Sonrió. Todo sería mucho más fácil de lo que había previsto.

La calle estaba desierta. Le llamó la atención que, estando tan cerca de donde se encontraban hacía solo unos minutos, el ambiente fuera totalmente distinto. De aquel bullicio y aglomeración habían pasado, en menos de tres minutos, a la quietud y la soledad.

Una gota le salpicó en el hombro. La lluvia inminente le estaba anunciando su llegada. Todo era perfecto.

Puso primera y se dirigió a la casa. Al llegar, apagó el motor, bajó la palanca de estacionamiento, se quitó el casco y lo metió en la cajuela que llevaba en la parte de atrás.
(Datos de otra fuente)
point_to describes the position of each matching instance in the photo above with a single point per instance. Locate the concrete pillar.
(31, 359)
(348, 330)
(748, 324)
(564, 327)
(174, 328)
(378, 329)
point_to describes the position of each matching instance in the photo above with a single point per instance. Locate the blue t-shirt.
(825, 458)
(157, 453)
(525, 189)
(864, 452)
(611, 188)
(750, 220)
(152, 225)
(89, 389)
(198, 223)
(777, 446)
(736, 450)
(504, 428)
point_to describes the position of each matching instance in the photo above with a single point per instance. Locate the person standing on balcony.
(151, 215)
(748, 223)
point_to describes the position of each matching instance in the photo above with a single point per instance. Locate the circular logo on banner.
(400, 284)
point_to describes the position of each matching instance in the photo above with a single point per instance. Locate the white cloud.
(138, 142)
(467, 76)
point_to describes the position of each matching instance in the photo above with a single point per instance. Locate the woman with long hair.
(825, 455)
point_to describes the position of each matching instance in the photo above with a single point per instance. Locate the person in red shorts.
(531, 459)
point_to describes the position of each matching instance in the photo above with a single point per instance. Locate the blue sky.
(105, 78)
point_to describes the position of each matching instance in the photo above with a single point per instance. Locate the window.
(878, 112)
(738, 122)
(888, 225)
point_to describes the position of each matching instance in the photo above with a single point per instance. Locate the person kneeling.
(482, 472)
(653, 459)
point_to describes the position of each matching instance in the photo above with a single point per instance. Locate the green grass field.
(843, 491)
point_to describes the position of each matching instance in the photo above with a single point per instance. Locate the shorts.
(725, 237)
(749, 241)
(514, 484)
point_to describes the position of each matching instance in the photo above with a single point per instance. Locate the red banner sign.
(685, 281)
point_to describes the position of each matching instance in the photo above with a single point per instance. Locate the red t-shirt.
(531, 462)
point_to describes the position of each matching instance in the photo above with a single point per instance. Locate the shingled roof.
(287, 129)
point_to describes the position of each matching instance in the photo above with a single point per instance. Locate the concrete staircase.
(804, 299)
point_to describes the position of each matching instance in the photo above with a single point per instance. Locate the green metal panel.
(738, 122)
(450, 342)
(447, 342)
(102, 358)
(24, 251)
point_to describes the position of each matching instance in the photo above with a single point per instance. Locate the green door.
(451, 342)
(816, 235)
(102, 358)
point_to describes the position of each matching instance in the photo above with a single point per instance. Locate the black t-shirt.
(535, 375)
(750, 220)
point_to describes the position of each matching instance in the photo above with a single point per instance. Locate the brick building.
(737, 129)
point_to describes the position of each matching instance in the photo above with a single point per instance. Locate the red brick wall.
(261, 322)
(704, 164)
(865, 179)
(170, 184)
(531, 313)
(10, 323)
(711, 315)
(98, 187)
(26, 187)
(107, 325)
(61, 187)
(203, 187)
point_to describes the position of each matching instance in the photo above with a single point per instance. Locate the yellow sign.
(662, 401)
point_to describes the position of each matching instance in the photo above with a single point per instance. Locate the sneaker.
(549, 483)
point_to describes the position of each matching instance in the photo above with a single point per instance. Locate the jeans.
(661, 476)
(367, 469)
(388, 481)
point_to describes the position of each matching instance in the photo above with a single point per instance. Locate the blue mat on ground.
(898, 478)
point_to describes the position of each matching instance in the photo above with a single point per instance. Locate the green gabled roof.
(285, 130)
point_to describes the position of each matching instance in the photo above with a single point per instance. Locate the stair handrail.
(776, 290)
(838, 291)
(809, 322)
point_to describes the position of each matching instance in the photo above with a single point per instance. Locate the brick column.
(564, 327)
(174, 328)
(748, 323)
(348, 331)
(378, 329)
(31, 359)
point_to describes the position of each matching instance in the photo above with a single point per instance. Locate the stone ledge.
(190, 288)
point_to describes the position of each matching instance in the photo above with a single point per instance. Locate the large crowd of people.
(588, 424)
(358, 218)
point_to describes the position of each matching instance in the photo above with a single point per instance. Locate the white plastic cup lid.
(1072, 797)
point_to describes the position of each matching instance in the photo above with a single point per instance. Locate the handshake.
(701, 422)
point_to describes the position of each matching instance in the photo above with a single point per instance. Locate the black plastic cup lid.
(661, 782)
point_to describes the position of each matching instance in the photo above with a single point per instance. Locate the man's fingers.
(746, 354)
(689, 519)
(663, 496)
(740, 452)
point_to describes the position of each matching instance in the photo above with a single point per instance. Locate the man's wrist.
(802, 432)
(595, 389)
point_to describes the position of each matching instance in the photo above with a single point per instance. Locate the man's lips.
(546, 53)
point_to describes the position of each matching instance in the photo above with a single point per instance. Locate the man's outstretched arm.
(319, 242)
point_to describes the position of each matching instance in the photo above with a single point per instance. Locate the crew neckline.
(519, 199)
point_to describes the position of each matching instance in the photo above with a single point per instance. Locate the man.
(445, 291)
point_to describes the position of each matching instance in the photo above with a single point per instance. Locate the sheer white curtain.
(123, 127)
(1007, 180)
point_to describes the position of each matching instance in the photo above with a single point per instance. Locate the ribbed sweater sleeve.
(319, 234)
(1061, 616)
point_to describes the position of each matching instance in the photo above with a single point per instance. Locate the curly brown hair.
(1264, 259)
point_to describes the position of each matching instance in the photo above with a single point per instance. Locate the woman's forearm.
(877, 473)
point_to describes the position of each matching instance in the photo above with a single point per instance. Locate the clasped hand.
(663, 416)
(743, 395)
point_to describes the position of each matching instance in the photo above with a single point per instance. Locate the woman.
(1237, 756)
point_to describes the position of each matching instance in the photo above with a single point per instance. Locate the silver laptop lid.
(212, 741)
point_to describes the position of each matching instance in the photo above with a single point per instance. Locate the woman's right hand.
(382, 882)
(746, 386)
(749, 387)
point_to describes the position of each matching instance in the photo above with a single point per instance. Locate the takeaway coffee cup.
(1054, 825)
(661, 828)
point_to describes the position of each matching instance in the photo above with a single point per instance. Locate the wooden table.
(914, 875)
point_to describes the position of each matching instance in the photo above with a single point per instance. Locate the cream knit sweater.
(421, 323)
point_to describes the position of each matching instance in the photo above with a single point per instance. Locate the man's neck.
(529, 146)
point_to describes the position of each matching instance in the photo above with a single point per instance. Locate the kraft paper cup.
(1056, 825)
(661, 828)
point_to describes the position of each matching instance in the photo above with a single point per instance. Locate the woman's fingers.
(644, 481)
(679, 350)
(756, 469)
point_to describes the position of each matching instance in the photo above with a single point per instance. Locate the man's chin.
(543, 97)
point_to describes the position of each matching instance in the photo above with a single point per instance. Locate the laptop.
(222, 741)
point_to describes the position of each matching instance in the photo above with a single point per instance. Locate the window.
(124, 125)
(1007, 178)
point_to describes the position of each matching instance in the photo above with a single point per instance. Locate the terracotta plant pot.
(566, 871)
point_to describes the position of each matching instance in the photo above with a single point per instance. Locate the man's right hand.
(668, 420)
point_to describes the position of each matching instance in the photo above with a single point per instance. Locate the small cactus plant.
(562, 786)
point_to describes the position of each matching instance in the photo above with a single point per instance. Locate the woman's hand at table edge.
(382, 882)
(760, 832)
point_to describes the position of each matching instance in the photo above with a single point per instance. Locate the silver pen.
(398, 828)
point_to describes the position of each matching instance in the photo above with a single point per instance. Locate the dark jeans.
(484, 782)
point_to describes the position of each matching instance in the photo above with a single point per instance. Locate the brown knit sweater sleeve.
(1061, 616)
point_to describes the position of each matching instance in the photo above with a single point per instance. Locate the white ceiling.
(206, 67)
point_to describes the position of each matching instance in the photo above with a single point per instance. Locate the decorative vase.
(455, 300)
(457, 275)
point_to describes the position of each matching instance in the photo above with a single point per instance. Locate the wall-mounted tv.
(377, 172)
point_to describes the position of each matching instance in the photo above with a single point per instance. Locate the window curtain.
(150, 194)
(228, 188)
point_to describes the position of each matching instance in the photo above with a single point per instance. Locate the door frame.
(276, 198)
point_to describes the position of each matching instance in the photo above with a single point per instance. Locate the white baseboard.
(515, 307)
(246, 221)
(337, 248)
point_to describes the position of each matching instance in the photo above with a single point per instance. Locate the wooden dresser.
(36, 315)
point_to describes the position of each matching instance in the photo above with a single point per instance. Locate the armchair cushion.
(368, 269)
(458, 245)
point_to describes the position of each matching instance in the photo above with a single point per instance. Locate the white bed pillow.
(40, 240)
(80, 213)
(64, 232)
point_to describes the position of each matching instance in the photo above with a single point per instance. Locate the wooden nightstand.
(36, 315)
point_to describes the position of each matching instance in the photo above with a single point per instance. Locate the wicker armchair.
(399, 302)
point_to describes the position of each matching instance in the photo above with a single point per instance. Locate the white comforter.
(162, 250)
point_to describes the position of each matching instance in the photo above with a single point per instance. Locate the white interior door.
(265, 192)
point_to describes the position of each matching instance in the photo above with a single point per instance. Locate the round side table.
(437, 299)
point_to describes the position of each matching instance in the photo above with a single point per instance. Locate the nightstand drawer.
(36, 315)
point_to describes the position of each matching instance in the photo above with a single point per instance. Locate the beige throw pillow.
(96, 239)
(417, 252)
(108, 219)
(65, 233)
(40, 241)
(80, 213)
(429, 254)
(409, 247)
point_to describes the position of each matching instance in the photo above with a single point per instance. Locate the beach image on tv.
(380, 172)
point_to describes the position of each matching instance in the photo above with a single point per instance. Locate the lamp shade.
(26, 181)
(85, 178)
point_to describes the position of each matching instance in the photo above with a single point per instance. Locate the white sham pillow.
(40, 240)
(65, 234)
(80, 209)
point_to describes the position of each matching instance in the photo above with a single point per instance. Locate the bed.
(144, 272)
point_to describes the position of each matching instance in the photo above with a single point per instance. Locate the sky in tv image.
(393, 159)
Todo lo hizo con una lentitud casi exagerada. Al verlo, nadie podría adivinar que se estaba preparando para cometer un crimen.

Se bajó la cremallera de la chaqueta y sacó un sobre de uno de los bolsillos interiores. Volvió a mirar la fotografía en el celular y esta vez sí se fijó en el nombre.

Timbró.

Quince segundos después se abrió la puerta y el tipo apareció en el vano con un gesto de extrañeza.

El hombre de la moto miró el sobre como si leyera el nombre escrito en él y volvió a levantar la mirada. Eso hizo que el otro bajara la cabeza de manera involuntaria y se relajara. Esa era la actitud que el asesino había previsto y estaba esperando.

Bajó un poco más la mano que sostenía el sobre al tiempo que lanzaba el otro brazo como un ariete contra el rostro del hombre. El otro recibió el impacto en plena sien y se desplomó sin saber siquiera lo que había pasado. No alcanzó a tocar el suelo, porque el asesino lo sostuvo del cuello con ambas manos y lo arrastró al interior de la casa mientras cerraba la puerta tras de sí con un golpe de cadera.

Todo pasó en menos de diez segundos. No hubo ruido, nadie se enteró. Al hombre de la moto le bastó con darle una mirada a la estancia para saber lo que debía hacer. Se echó al otro sobre los hombros, subió los escalones que daban al piso superior y, cuando llegó arriba, lo descargó sobre el barandal y lo empujó. La fuerza de gravedad hizo el resto.

El hombre se estrelló contra el piso con un ruido sordo, imperceptible desde afuera. El asesino lo contempló un rato hasta que una pequeña mancha roja empezó a extenderse muy lentamente sobre el piso.

Perfecto. Todo el mundo diría que se cayó. Sonrió. Un trabajo impecable. Pobre infeliz. Bajó las escaleras, abrió la puerta y salió a la calle. Recogió el sobre —que había caído al suelo cuando sujetó al otro con ambas manos—, sacó el casco de la maleta trasera, se lo puso y, con mucha calma, encendió la moto y tomó rumbo al sur para perderse en medio de la noche.